Key generates part and has adopted the following step:

(1) picked at random F _qLast two n * n Ergodic Matrices

Require q＞10 and q ⁿEnough big;

(2) picked at random is about (Q ₁, Q ₂) strong matrix M ∈ M _S(Q ₁, Q ₂), and M satisfies:

Here M _S(Q ₁, Q ₂) be by Ergodic Matrices

Determined set of matrices, it is defined as:

(3) picked at random F _q[Q ₁] and F _q[Q ₂] about F _qBase

With

(4) by B ₁, M, B ₂Calculate n ²* n ²Matrix

All row vectors by A obtain the set of row vector again

Make m=Rank (<q ₁>* M *<q ₂>), the capable vector space V that is then generated by Vector Groups H _S(H) order also is m, i.e.
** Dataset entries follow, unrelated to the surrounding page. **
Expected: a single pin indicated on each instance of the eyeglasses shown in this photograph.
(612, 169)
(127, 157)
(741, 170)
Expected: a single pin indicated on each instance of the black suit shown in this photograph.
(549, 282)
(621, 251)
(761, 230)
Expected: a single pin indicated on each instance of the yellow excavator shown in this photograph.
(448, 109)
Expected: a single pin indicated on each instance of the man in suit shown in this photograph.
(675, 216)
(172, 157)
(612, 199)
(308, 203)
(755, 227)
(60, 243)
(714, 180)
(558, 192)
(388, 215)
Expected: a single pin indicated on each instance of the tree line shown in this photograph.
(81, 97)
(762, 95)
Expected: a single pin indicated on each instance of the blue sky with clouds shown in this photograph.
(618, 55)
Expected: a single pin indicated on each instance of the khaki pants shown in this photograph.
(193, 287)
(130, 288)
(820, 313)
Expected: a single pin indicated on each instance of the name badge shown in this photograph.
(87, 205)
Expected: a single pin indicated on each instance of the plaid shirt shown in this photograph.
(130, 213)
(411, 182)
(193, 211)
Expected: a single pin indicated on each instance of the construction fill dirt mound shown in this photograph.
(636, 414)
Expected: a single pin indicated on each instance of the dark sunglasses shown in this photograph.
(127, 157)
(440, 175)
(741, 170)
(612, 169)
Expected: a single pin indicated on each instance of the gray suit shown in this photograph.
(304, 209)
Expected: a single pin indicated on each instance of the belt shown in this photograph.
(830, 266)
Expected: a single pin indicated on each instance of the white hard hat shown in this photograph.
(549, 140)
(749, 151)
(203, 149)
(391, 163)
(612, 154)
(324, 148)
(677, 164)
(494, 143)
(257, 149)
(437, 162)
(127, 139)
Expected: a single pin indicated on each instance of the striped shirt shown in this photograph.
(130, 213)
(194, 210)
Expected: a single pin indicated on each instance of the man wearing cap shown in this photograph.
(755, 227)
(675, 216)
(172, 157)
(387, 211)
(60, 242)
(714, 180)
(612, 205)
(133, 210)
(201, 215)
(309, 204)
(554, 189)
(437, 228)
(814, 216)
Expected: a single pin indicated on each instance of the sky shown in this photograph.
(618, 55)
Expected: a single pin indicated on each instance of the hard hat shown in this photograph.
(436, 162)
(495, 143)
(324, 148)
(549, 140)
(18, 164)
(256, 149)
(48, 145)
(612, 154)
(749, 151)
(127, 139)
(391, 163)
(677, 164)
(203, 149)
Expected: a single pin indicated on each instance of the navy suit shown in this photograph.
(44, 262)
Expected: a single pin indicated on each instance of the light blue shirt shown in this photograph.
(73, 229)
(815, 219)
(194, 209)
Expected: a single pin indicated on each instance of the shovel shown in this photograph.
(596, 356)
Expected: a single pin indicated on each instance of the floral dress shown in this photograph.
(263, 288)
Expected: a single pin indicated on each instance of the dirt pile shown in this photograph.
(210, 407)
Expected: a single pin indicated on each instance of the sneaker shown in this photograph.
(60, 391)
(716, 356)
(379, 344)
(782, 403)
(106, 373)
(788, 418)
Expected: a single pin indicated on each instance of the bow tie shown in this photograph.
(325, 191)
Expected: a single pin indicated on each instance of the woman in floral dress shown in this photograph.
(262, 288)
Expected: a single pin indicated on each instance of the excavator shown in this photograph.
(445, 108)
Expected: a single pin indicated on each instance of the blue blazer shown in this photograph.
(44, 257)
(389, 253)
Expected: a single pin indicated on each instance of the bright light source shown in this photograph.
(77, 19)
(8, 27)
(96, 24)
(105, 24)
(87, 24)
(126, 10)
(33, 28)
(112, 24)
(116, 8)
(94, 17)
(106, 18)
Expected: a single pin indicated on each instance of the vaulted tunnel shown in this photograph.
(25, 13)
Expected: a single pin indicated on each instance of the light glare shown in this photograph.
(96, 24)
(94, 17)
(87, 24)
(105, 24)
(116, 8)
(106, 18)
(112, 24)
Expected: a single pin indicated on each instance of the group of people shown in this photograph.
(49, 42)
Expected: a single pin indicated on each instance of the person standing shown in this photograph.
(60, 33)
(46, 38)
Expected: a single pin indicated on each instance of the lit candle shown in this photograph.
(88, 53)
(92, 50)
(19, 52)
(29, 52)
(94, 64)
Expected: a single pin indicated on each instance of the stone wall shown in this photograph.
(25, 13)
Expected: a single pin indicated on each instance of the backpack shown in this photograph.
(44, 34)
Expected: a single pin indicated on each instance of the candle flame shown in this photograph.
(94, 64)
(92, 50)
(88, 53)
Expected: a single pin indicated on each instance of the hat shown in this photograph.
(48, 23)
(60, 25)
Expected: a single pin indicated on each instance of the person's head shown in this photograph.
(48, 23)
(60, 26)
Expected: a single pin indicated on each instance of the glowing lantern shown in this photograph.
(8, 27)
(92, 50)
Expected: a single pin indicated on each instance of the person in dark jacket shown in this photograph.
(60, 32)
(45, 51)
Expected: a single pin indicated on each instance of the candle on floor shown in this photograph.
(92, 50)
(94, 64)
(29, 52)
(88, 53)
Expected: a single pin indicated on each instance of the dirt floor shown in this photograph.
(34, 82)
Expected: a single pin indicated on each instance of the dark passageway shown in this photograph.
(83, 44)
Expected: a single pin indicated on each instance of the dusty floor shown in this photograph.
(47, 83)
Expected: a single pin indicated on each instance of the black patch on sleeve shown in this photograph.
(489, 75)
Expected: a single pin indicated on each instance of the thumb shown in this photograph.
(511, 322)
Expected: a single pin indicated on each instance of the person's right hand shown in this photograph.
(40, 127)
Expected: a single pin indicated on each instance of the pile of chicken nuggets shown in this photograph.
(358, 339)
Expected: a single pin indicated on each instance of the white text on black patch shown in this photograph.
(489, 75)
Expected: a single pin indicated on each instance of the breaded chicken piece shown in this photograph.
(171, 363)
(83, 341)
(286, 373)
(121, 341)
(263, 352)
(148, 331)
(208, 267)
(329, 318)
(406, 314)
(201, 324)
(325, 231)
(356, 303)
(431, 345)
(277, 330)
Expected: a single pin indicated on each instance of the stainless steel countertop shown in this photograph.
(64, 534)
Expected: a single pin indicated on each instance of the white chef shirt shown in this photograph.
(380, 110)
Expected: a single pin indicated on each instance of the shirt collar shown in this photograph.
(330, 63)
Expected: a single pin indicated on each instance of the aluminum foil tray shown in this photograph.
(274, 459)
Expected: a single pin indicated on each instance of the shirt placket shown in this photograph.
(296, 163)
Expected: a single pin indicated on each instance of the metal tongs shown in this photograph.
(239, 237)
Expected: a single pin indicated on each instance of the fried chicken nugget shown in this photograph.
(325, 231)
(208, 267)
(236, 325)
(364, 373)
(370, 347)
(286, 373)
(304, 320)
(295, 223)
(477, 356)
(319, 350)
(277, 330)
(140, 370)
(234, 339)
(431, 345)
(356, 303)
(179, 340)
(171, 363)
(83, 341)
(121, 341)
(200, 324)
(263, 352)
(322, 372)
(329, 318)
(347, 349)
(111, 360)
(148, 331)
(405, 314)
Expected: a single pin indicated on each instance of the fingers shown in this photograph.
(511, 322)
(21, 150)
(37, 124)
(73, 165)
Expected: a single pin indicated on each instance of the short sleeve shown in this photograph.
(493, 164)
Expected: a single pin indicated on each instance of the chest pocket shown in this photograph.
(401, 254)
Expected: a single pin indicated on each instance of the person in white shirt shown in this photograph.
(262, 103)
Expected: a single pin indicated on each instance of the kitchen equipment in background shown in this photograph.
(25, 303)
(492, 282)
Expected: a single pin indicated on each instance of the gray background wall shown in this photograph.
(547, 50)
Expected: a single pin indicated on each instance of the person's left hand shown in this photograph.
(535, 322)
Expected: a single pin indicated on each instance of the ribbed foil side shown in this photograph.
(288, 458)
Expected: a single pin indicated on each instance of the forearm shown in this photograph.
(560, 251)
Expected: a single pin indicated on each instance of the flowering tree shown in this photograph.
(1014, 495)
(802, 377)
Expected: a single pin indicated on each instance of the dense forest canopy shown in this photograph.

V _S(H) do the vector space of embarking on journey

The m n-dimensional subspace n, last picked at random V _S(H) about F _qOne group of base [R ₁..., R _m];

(5) because each row vector of the matrix A in the 4th step all can be by [R ₁..., R _m] linear expression, each row vector that therefore can obtain A is about base [R ₁..., R _m] coordinates matrix:

And λ satisfies, for k the vectorial r of row of matrix A _k(1≤k≤n ²), r is arranged _k=λ _{K, 1}R ₁+ λ _{K, 2}R ₂+ ... + λ _{K, m}R _m

(6) by [R ₁..., R _m] m F of generation _qOn BMQ multinomial ρ ₁(x, y) ..., ρ _m(x, y):

(7) with (F _q, [ρ ₁(x, y) ..., ρ _m(x, y)]) be PKI, (Q ₁, Q ₂, M, B ₁, B ₂, λ) be private key;

Encryption section has adopted the following step:

Message sender and recipient confirm a kind of general symmetric encipherment algorithm E in advance, and transmit leg is done plaintext W then:

(1) obtains recipient's PKI (F _q, [ρ ₁(x, y) ..., ρ _m(x, y)]);

(2) select

at random session key then:

(3) with recipient's PKI Key is encrypted:

(4) with session key Key and symmetric encipherment algorithm E plaintext W is encrypted: C _W=E _Key(W);

(5) with (C _Key, C _W) send to reciever;

Decryption portion has adopted the following step:

Message receiver uses the private key (Q of oneself ₁, Q ₂, M, B ₁, B ₂, λ), to the message (C that receives _Key, C _W) do:

(1) by λ, C _KeyCalculate n ²Dimensional vector

Z is regarded as

Then can unique definite F _qOn n * n matrix T ∈<q ₁>* M *<q ₂>

(2) by B ₁, M, B ₂, the following 2n of T simultaneous unit linear function group, obtain one of which group untrivialo solution then

(3) by y ', B ₂Calculate n * n matrix:

(4) obtain the matrix P of matrix of P ^-1∈<q ₂>

(5) calculate P ^-1About basic B ₂Coordinate Make

(6) because (x, y) with (s, t) equivalence, so can by (x y) restores session key:

Key＝x×y＝(x ₁y ₁，…，x ₁y _n，…，x _ny ₁，…，x _ny _n)＝s×t；

(7) at last by C _W, Key and the decipherment algorithm D corresponding with AES E recover expressly: W=D _Key(C _W).